Как реальность камуфлируется под «стабильность»

Русский новояз: компактный урожай и отрицательный рост отражают страх чиновников

Язык — явление живое. Актуальная реальность оказывает на него влияние, язык, пусть и медленно, но меняется. Качество и скорость этих изменений могут немало рассказать о сути происходящих в обществе процессов. Буквально можно поставить социально-политический диагноз. А значит и найти решения проблем, проложить путь в будущее.

«Россия ожидает компактный урожай зерна с рисками для качества». Сообщения с таким заголовком появились на днях. И если с «рисками для качества» всё более-менее понятно — привыкли, то «компактный урожай» поразил своей лингвистической новизной.
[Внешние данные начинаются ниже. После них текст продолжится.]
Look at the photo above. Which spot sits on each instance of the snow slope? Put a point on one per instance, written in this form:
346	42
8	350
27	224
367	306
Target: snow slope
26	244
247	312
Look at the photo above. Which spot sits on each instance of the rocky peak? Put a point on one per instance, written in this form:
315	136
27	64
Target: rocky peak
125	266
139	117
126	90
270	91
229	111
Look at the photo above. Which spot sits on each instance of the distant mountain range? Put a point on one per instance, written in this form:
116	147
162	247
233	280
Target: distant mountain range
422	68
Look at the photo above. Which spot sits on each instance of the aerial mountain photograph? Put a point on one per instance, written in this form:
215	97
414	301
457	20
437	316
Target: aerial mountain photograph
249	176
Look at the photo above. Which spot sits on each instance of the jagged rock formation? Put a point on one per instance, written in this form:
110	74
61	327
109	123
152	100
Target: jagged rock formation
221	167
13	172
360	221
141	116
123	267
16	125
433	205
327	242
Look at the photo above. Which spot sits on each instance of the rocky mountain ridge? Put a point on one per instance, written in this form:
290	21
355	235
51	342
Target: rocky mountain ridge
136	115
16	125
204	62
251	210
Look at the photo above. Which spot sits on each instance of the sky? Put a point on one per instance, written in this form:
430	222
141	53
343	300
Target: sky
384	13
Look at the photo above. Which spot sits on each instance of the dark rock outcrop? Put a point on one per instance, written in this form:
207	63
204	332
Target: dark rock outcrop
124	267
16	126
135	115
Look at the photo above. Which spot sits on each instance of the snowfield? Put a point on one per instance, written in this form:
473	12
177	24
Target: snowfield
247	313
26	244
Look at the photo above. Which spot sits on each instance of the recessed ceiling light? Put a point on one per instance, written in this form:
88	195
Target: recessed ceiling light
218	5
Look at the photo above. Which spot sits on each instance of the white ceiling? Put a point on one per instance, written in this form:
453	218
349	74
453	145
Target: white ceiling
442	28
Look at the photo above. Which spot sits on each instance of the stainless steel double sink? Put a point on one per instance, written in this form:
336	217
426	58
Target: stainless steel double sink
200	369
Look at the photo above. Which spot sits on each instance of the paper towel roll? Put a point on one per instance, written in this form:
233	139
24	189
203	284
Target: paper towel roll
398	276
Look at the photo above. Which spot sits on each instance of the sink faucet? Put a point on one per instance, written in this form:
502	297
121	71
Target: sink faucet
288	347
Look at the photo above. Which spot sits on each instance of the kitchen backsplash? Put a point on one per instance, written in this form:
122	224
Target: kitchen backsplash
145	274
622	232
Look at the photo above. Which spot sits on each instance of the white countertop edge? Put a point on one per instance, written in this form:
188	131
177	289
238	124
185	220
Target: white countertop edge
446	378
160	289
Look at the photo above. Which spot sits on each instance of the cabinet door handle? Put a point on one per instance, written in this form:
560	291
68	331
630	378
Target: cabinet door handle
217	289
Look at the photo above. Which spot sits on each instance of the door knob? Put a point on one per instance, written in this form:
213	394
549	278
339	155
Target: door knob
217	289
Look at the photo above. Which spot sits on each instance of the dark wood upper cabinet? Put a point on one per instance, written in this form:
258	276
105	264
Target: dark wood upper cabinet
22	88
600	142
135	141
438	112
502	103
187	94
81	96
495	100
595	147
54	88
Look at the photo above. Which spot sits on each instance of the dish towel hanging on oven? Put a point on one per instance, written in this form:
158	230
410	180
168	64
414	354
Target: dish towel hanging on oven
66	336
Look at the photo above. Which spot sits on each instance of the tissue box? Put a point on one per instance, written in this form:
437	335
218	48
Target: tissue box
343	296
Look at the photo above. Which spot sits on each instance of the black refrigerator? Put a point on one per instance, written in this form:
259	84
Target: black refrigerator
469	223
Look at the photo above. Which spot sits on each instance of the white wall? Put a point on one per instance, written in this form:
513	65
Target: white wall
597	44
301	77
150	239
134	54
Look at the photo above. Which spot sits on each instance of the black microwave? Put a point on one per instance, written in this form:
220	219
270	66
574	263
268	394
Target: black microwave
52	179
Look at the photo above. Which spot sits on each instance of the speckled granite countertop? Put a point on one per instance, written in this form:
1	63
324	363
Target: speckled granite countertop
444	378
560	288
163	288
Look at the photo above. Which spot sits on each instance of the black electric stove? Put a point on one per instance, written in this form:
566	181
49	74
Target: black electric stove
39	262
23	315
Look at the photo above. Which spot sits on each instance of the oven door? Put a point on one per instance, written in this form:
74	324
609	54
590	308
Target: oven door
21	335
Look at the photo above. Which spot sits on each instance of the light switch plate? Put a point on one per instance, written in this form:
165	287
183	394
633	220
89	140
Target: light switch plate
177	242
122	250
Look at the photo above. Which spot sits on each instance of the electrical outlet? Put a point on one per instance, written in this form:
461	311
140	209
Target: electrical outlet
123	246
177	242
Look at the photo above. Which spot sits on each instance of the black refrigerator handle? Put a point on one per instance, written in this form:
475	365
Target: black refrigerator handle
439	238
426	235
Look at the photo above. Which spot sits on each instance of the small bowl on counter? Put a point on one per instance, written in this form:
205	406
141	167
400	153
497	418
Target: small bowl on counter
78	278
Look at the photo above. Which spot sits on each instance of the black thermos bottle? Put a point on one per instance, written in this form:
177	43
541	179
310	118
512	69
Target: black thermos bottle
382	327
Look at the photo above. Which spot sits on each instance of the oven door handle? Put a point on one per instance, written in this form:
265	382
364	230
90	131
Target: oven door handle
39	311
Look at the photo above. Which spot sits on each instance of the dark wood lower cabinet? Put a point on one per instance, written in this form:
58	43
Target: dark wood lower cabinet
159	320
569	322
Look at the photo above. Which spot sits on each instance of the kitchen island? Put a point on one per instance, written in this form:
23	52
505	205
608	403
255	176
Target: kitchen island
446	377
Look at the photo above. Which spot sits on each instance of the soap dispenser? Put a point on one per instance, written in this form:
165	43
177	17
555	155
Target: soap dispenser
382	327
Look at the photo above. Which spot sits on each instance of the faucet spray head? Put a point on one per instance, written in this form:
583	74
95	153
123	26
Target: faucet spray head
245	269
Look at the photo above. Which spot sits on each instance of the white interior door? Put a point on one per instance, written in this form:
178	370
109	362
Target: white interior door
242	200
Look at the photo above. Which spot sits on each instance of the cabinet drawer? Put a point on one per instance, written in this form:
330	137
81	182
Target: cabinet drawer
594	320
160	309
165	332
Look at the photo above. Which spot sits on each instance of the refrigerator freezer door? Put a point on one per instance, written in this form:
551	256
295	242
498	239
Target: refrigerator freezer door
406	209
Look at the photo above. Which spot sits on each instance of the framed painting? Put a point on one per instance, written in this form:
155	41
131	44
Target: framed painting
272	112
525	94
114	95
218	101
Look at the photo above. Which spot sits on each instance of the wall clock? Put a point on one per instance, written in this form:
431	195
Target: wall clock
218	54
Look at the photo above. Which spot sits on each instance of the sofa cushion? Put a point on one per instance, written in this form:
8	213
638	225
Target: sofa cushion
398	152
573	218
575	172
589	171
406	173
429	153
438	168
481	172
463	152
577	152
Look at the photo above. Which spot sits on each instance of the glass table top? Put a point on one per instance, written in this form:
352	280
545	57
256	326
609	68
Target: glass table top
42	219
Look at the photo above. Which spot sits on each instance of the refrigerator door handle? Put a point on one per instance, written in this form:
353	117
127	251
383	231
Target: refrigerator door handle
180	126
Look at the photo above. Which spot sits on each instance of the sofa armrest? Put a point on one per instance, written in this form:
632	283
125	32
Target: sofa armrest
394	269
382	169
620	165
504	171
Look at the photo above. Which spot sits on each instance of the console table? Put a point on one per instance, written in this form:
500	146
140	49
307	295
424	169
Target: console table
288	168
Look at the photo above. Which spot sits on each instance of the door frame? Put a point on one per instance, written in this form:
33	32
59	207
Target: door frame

Компактный — то есть небольшой, маленький, хотя ожидался, видимо, рекордный.

В прежние времена, когда перспективы страны напрямую были связаны с размером собранного урожая (засуха, наводнение, потрава саранчой воспринимались хуже, чем блэкаут или отключение интернета сегодня), который кормил податное сословие — абсолютное большинство, подобная «компактность» прямиком приводила к беде.

Сейчас никто и ухом не повёл. Подумаешь, чуть ниже будут валютные поступления. Не испугались в том числе и потому что непривычное в таком контексте слово «компактный» не так жёстко бьёт по мозгам как трагическое «неурожай», грозящее голодом. Мастера манипуляции, российские чиновники хорошо знают своё дело.

Ещё одно их изобретение: «отрицательный рост». Означающее увеличение существительное «рост», соединившись с прилагательным «отрицательный» породило оксюморон — то, чего не может быть.

Кажется, чиновники даже соревнуются друг с другом за честь стать автором того или иного эвфемизма, ловко позволяющего дурачить, если не ушлое начальство, то хотя бы народ. Из свежего: «охлаждение экономики» профильного министра Максима Решетникова (или он просто ввёл западный термин в российский оборот?).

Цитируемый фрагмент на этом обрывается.